While the Biden administration is driving efforts to implement a large-scale transition to renewable energy and investment in green technology, much of the US economy is still inextricably tied to oil production and will continue to be for the foreseeable future.
So, what is the state of oil production in the US today? Is the country producing enough to meet consumption demands, and how has the industry changed over the past decade?
Domestic energy production has increased faster than at any other time in history, with crude oil production more than doubling between 2011 and 2022. US crude oil peaked in 2019 with the country producing an average of 12.3 million barrels per day.
According to the Energy Information Administration, the US has been the largest producer of crude oil in the world since 2018, surpassing Russia and Saudi Arabia.
The Energy Information Administration (EIA) expects US crude oil production to increase to record heights in 2023 and 2024.
In 2022, over 70% of total crude oil production came from five states. In descending order, these were:
In addition, 14.7% of total crude oil produced in 2022 came from the Gulf of Mexico offshore territory.
Other states, such as Texas, New Mexico, and North Dakota, among others, had a relative boost in production over the last decade, partially resulting from a new methodology of oil and gas extraction known as hydraulic fracturing, or fracking.
Since 2015, oil extracted through fracking has accounted for more than half of total US crude oil production.
In 2022, two-thirds of all US oil came from fracking, compared to under 7% two decades ago.
While hydraulic fracturing has helped extract fossil fuels for over six decades, its significant contribution to crude oil production is a more recent development. This technique, combined with horizontal drilling, has led to an unprecedented surge in oil production over the past several years.
Fracking involves injecting a high-pressure liquid, mostly water, into a well to fracture rock formations containing hydrocarbons. This process facilitates the extraction of materials such as crude oil and natural gas, allowing them to be refined once returned to the surface.
In the US, the majority of domestically produced or imported crude oil undergoes refining processes to become various petroleum products, including gasoline, diesel fuel, heating oil, and jet fuel, which are subsequently consumed.
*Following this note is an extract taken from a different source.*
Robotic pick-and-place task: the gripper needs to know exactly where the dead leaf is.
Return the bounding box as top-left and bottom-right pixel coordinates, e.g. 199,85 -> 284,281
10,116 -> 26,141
During 2022, the US had an average daily petroleum consumption of approximately 20.3 million barrels, totaling about 7.4 billion barrels of petroleum for the year.
All data provided in this article comes from the US Energy Information Administration, a subsidiary of the Department of Energy. The EIA collects, analyzes, and disseminates independent and impartial energy information for the purpose of informed policymaking and public understanding of energy and its impact on the economy and environment.
There are several other government resources that report oil production data at the national, state, and local levels, such as the Department of the Interior and the Bureau of Economic Analysis. However, not all data between these sources matches up, meaning there are several potential discrepancies depending on where sources come from.